Gianni Crea sangat akrab dengan sejarah. Hampir setiap pagi dalam enam tahun belakangan ini, ia menjadi orang pertama yang membuka pintu-pintu di Museum Vatikan.
Ia merasakan bagaimana heningnya Kapel Sistina saat subuh, mempelajari bayangan Caravaggio, dan mengagumi tekstur Mesir kuno.
“Ya, saya adalah pemegang kunci. Meski begitu, saya juga tetap menjadi penjaga pintu yang membuka museum setiap hari,” kata Crea, pemeluk Katolik yang taat.
Baca juga: Melalui Festival Obon, Warga Jepang Sambut Kedatangan Arwah Leluhur
Crea telah bekerja di Vatikan sejak 20 tahun lalu dan menjadi kepala clavigero selama enam tahun. “Saat saya memegang kunci-kunci yang sudah digunakan bertahun-tahun ini, tanggung jawabnya bukan hanya untuk diri sendiri,” tuturnya.
Pagi harinya dimulai pukul 5.30, di bungker aman yang menampung 2.797 kunci. Crea dan timnya membuka dan menutup 300 pintu setiap hari – memobilisasi sekitar 700 karyawan yang datang dan pulang bersama mereka.

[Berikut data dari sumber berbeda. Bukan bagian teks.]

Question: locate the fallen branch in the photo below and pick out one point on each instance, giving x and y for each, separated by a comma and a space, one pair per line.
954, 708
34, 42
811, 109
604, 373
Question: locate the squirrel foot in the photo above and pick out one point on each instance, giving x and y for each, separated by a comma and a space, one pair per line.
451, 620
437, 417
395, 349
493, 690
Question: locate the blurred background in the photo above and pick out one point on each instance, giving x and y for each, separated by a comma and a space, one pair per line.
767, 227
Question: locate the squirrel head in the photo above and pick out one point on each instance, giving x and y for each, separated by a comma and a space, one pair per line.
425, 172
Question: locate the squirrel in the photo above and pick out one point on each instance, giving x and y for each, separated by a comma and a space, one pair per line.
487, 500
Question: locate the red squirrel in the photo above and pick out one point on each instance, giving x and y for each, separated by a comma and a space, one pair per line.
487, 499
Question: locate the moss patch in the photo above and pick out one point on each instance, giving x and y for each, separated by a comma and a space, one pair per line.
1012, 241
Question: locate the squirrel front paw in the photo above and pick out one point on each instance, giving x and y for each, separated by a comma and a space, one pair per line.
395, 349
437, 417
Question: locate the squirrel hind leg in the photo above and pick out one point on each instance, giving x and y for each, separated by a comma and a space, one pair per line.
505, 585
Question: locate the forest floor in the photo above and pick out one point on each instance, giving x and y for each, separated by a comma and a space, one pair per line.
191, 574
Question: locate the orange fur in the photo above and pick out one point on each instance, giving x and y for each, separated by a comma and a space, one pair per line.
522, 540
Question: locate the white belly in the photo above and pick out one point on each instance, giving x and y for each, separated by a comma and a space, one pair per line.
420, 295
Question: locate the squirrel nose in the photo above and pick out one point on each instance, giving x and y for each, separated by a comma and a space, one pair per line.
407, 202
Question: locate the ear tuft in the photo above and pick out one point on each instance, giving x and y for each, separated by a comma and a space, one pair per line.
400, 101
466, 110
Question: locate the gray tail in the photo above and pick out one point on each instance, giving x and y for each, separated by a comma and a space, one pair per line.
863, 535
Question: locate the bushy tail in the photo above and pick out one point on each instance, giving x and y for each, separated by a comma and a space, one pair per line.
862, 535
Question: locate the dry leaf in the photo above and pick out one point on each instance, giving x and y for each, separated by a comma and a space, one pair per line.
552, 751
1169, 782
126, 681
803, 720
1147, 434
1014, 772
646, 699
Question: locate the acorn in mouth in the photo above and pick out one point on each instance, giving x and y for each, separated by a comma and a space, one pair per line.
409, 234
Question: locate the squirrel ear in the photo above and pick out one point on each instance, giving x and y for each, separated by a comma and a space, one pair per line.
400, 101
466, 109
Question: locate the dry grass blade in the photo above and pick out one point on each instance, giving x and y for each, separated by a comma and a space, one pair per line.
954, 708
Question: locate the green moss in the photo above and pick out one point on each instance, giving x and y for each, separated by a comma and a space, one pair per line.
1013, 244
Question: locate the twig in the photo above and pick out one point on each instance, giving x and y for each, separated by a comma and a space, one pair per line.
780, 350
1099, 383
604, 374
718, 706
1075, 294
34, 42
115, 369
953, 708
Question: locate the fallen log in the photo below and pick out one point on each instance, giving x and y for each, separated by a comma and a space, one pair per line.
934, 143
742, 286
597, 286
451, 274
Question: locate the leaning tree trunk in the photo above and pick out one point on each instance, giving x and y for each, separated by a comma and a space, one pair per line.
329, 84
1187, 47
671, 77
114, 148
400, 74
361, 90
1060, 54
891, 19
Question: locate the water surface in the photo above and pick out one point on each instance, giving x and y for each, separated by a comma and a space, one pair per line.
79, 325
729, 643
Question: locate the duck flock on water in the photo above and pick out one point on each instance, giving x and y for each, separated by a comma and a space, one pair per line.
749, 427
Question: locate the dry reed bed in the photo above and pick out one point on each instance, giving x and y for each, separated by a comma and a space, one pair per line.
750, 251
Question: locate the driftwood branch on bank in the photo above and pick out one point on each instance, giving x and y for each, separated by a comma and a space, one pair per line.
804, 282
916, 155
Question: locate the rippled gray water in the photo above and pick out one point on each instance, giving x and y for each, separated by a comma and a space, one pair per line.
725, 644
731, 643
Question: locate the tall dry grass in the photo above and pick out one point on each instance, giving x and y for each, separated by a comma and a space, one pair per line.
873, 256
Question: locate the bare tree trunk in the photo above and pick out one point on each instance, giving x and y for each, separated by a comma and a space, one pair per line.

“Aroma yang menunggu saya ketika membuka pintu pertama kali adalah wangi sejarah,” ujarnya. Crea menambahkan, aroma tersebut mungkin sama dengan yang dihirup orang-orang yang hidup sebelum kita.
Keindahan seni
Museum Vatikan menjadi rumah yang melindungi beragam karya seni berharga – mulai dari zaman kuno hingga modern. Namun, tidak ada yang lebih ikonik dibanding kursi konklaf Paus.
Crea masih ingat betapa terharunya ia saat menemani penjaga kunci yang lebih tua untuk membuka Kapel Sistina pertama kali pada 1999.
“Detailnya begitu indah. Ada sesuatu di sana yang sangat spesial – sangat ajaib,” kenangnya.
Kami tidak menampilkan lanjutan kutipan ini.